Il Papa ha mandato un inviato in Cile per fare approfondimenti sui casi di pedofilia che coinvolgono il vescovo Barros

Il Papa ha deciso di mandare un inviato in Cile per fare approfondimenti sui casi di pedofilia che coinvolgono il vescovo Juan Barros e di cui si è parlato nelle scorse settimane durante il viaggio del Papa in Sudamerica. Nel comunicato dell’ufficio stampa del Vaticano si dice:

«A seguito di alcune informazioni recentemente pervenute in merito al caso di S.E. Mons. Juan de la Cruz Barros Madrid, Vescovo di Osorno (Cile), il Santo Padre ha disposto che S.E. Mons. Charles J. Scicluna, Arcivescovo di Malta e Presidente del Collegio per l’esame di ricorsi (in materia di delicta graviora) alla Sessione Ordinaria della Congregazione per la Dottrina della Fede, si rechi a Santiago del Cile per ascoltare coloro che hanno espresso la volontà di sottoporre elementi in loro possesso».

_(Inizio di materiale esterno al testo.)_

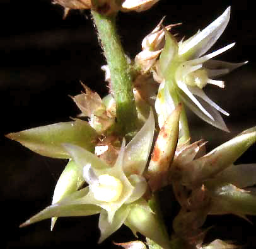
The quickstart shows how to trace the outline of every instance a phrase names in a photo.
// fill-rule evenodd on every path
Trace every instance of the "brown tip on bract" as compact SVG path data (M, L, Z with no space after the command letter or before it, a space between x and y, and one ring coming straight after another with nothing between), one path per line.
M30 225L30 224L31 224L31 223L30 223L30 219L28 219L27 221L26 221L24 222L23 223L21 224L19 226L19 228L24 228L25 226L28 226L28 225Z

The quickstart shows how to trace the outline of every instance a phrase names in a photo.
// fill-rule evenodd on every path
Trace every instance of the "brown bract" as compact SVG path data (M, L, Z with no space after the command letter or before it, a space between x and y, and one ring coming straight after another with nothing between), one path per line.
M91 0L54 0L54 4L60 4L68 9L90 9Z

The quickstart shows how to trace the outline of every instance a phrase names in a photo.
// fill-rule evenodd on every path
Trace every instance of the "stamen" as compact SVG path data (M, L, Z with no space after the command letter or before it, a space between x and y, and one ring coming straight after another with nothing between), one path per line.
M225 87L224 82L223 80L216 80L208 79L207 82L212 85L218 86L219 87L224 88Z
M87 163L84 166L83 169L83 176L86 182L90 185L98 183L98 178L91 168L91 163Z

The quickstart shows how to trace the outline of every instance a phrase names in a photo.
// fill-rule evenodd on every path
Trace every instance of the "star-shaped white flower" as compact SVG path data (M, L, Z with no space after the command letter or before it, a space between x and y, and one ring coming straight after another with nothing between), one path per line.
M182 101L197 115L211 124L228 131L219 113L226 116L229 113L210 99L202 88L207 84L223 88L224 82L214 79L247 63L231 64L212 60L233 47L235 43L204 55L223 32L230 17L230 7L202 31L178 43L165 31L166 43L154 72L155 80L161 84L155 106L160 127L165 117L174 109L175 100L170 92L175 89ZM165 87L165 85L168 86ZM166 109L170 109L166 113Z

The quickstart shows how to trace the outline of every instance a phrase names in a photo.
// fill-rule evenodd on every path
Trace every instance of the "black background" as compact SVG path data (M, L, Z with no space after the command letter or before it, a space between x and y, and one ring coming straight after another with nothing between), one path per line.
M219 58L249 64L224 78L224 90L206 87L210 97L231 114L224 117L231 130L226 133L210 126L189 113L193 140L210 141L209 149L238 132L255 125L256 19L253 1L161 0L143 13L120 13L119 26L127 55L133 58L141 40L163 16L165 24L182 21L173 33L189 37L203 28L231 5L231 17L225 32L212 49L236 42L235 47ZM62 8L50 0L1 0L0 2L0 167L1 219L4 248L61 248L69 246L117 248L112 241L134 240L125 227L100 245L97 216L61 218L54 231L49 220L29 227L18 225L51 202L54 185L64 160L36 155L3 135L10 132L69 120L78 113L68 95L79 94L82 80L101 96L107 92L100 66L104 58L98 45L89 11L71 11L63 20ZM255 147L239 160L256 163ZM162 201L168 196L162 195ZM165 209L166 218L171 207ZM175 208L173 208L173 209ZM253 222L255 218L250 217ZM256 246L255 226L233 216L209 217L213 226L207 240L216 238ZM2 230L3 231L3 230Z

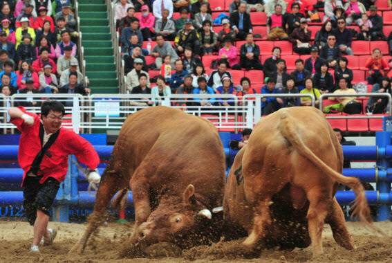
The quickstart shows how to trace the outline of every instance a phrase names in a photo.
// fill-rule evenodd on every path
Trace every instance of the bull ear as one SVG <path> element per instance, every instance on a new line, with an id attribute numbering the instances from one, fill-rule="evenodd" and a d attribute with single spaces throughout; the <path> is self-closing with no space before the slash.
<path id="1" fill-rule="evenodd" d="M 185 206 L 196 204 L 195 188 L 193 185 L 189 185 L 187 186 L 184 191 L 184 194 L 183 194 L 183 199 Z"/>

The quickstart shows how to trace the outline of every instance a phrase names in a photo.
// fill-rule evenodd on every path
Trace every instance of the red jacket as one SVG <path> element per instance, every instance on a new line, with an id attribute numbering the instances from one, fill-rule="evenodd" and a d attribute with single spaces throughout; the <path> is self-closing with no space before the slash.
<path id="1" fill-rule="evenodd" d="M 37 115 L 26 111 L 24 107 L 19 108 L 34 118 L 32 126 L 25 124 L 21 118 L 10 120 L 10 123 L 15 125 L 22 133 L 19 141 L 18 162 L 24 171 L 24 181 L 27 172 L 30 169 L 34 158 L 41 148 L 39 139 L 41 120 Z M 40 165 L 43 174 L 39 181 L 41 183 L 48 177 L 53 177 L 60 183 L 64 181 L 68 171 L 68 156 L 70 154 L 75 154 L 80 162 L 86 165 L 91 170 L 95 169 L 100 163 L 98 154 L 90 143 L 70 129 L 60 128 L 59 136 L 48 152 L 52 157 L 49 158 L 45 154 Z"/>

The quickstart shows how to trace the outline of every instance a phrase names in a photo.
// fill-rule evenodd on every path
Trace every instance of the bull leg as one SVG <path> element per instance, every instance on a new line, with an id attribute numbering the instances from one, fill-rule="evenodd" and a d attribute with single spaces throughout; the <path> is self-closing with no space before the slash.
<path id="1" fill-rule="evenodd" d="M 328 196 L 319 190 L 316 186 L 307 193 L 310 202 L 306 218 L 308 222 L 309 235 L 313 246 L 313 257 L 323 253 L 322 233 L 325 219 L 330 207 L 330 200 L 326 199 Z"/>
<path id="2" fill-rule="evenodd" d="M 102 177 L 97 192 L 94 211 L 88 218 L 87 229 L 82 239 L 73 246 L 68 254 L 82 254 L 83 253 L 90 235 L 102 223 L 102 217 L 110 201 L 117 192 L 126 187 L 119 183 L 123 180 L 118 174 L 109 174 Z"/>
<path id="3" fill-rule="evenodd" d="M 354 240 L 348 232 L 342 208 L 339 206 L 335 197 L 333 198 L 332 201 L 332 207 L 326 218 L 326 222 L 330 226 L 333 238 L 337 244 L 346 249 L 357 248 L 354 244 Z"/>

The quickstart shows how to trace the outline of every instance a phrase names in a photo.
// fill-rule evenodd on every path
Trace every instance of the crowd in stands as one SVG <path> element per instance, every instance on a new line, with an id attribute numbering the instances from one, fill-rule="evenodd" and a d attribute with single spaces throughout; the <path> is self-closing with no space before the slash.
<path id="1" fill-rule="evenodd" d="M 80 93 L 84 87 L 77 54 L 74 0 L 2 1 L 0 80 L 3 94 L 26 93 L 23 106 L 37 105 L 28 94 Z"/>
<path id="2" fill-rule="evenodd" d="M 353 83 L 348 63 L 350 57 L 356 55 L 353 42 L 389 41 L 392 53 L 392 33 L 384 35 L 383 18 L 373 0 L 226 1 L 229 14 L 222 6 L 210 6 L 207 1 L 173 2 L 156 0 L 151 5 L 121 0 L 115 8 L 129 93 L 239 97 L 258 93 L 310 93 L 317 106 L 321 94 L 356 92 L 353 84 L 357 82 Z M 392 8 L 389 0 L 388 5 Z M 254 32 L 254 12 L 265 17 L 265 35 Z M 319 30 L 315 31 L 314 25 L 319 26 Z M 286 61 L 279 45 L 267 44 L 280 41 L 290 43 L 294 52 L 291 56 L 297 54 L 296 59 Z M 262 60 L 261 50 L 265 54 L 266 46 L 272 47 L 272 55 Z M 392 60 L 384 58 L 388 55 L 372 48 L 361 65 L 367 71 L 361 82 L 374 85 L 372 92 L 392 92 Z M 237 71 L 244 71 L 244 77 L 234 83 L 232 73 Z M 248 78 L 248 72 L 255 71 L 260 74 Z M 355 97 L 329 99 L 347 114 L 363 111 Z M 201 98 L 181 106 L 214 107 L 233 102 L 232 99 Z M 376 107 L 378 111 L 374 113 L 389 110 L 385 99 L 377 98 L 369 100 L 366 109 L 371 111 L 375 103 L 381 102 L 382 107 Z M 300 105 L 311 105 L 310 99 L 263 98 L 261 109 L 263 115 L 268 115 L 281 107 Z"/>

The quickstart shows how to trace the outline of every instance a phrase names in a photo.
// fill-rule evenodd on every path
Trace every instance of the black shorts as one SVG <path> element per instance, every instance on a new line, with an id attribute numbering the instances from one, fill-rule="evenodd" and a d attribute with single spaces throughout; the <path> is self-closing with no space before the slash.
<path id="1" fill-rule="evenodd" d="M 24 203 L 25 215 L 30 225 L 34 225 L 37 218 L 37 210 L 39 209 L 50 215 L 52 204 L 57 194 L 60 183 L 49 177 L 39 183 L 41 177 L 26 176 L 24 182 Z"/>

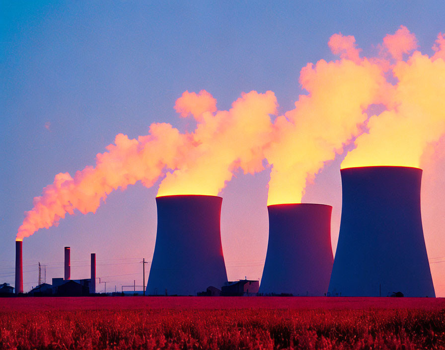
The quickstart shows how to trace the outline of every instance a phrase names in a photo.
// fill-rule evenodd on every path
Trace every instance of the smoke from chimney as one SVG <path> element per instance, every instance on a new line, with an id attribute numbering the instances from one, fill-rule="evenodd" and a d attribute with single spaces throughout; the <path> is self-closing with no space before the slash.
<path id="1" fill-rule="evenodd" d="M 23 261 L 22 241 L 15 241 L 15 294 L 23 292 Z"/>
<path id="2" fill-rule="evenodd" d="M 418 166 L 426 146 L 445 133 L 445 37 L 439 34 L 432 57 L 416 51 L 404 60 L 417 45 L 402 26 L 383 39 L 376 56 L 361 57 L 353 36 L 334 34 L 329 46 L 340 59 L 304 67 L 299 82 L 307 94 L 274 120 L 280 109 L 270 91 L 243 93 L 226 111 L 218 110 L 207 91 L 185 91 L 175 108 L 181 117 L 193 116 L 195 130 L 154 123 L 137 139 L 118 135 L 94 167 L 56 175 L 34 198 L 17 239 L 67 213 L 95 212 L 118 188 L 139 181 L 150 187 L 164 175 L 158 195 L 216 195 L 234 172 L 262 171 L 266 160 L 272 204 L 300 201 L 306 183 L 352 142 L 356 149 L 344 167 Z"/>
<path id="3" fill-rule="evenodd" d="M 65 249 L 65 277 L 64 279 L 71 279 L 71 261 L 70 259 L 70 255 L 71 254 L 71 249 L 69 247 L 66 247 Z"/>

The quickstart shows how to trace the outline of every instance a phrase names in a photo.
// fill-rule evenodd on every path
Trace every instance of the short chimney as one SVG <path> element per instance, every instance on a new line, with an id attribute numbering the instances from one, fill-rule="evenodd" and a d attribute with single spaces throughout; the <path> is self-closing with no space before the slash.
<path id="1" fill-rule="evenodd" d="M 23 292 L 23 241 L 15 241 L 15 294 Z"/>
<path id="2" fill-rule="evenodd" d="M 91 253 L 91 280 L 89 283 L 89 292 L 93 294 L 96 292 L 96 253 Z"/>
<path id="3" fill-rule="evenodd" d="M 71 249 L 69 247 L 65 247 L 65 275 L 64 279 L 71 279 L 71 262 L 70 256 Z"/>

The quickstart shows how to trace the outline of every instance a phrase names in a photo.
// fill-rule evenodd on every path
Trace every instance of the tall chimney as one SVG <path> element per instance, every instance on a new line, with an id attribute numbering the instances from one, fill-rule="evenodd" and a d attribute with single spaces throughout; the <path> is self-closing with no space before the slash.
<path id="1" fill-rule="evenodd" d="M 23 292 L 23 241 L 15 241 L 15 294 Z"/>
<path id="2" fill-rule="evenodd" d="M 276 204 L 267 207 L 269 243 L 259 292 L 323 296 L 334 258 L 330 205 Z"/>
<path id="3" fill-rule="evenodd" d="M 91 280 L 89 283 L 90 294 L 96 292 L 96 253 L 91 253 Z"/>
<path id="4" fill-rule="evenodd" d="M 157 231 L 147 291 L 195 295 L 227 282 L 222 256 L 221 197 L 157 197 Z"/>
<path id="5" fill-rule="evenodd" d="M 64 279 L 71 279 L 71 262 L 70 255 L 71 249 L 69 247 L 65 247 L 65 275 Z"/>
<path id="6" fill-rule="evenodd" d="M 420 212 L 422 170 L 342 169 L 331 295 L 434 297 Z"/>

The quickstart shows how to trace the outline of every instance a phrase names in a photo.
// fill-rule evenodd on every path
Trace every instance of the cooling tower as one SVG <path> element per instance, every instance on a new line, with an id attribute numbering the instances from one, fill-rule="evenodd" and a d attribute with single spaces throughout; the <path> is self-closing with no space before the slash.
<path id="1" fill-rule="evenodd" d="M 422 170 L 366 167 L 341 173 L 331 295 L 435 296 L 420 213 Z"/>
<path id="2" fill-rule="evenodd" d="M 64 279 L 71 279 L 71 262 L 70 261 L 70 255 L 71 249 L 69 247 L 65 247 L 65 273 Z"/>
<path id="3" fill-rule="evenodd" d="M 23 241 L 15 241 L 15 294 L 23 292 Z"/>
<path id="4" fill-rule="evenodd" d="M 276 204 L 267 210 L 269 243 L 259 292 L 324 295 L 333 261 L 332 207 Z"/>
<path id="5" fill-rule="evenodd" d="M 222 201 L 207 195 L 156 197 L 148 294 L 194 295 L 227 282 L 220 228 Z"/>
<path id="6" fill-rule="evenodd" d="M 91 253 L 91 277 L 89 282 L 89 292 L 93 294 L 96 292 L 96 253 Z"/>

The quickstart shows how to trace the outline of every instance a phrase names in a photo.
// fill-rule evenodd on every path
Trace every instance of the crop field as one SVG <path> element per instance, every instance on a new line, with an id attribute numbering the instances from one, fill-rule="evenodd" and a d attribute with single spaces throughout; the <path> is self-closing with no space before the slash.
<path id="1" fill-rule="evenodd" d="M 0 349 L 443 349 L 445 300 L 0 298 Z"/>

Durante il suo recente viaggio in Cile, il Papa aveva fatto alcune dichiarazioni (molto criticate) riguardo un noto caso di abusi sessuali interni alla chiesa cattolica. Il Papa aveva accusato le vittime di abusi sessuali di calunniare il vescovo Juan Barros, accusato a sua volta di avere coperto in passato le violenze di un altro prete, Fernando Karadima, riconosciuto colpevole di abusi negli anni Ottanta e a cui il Vaticano ha chiesto di condurre una vita di ritiro e penitenza. Di fronte alla richiesta di molte persone di rimuovere Barros dal suo incarico di vescovo della diocesi di Osorno, una città nel sud del paese, Papa Francesco aveva detto: «Il giorno che qualcuno mi porterà una prova contro il vescovo Barros allora parlerò. Ma finora non c’è nemmeno l’ombra di una prova. È tutta calunnia. È chiaro?». Poi, durante il volo aereo che lo riportava a Roma, il Papa aveva fatto un mezzo passo indietro sulle parole che aveva usato, ma aveva aggiunto di non avere cambiato idea sul futuro del vescovo Barros: «Barros resterà lì se non trovo il modo di condannarlo, se non trovo evidenze».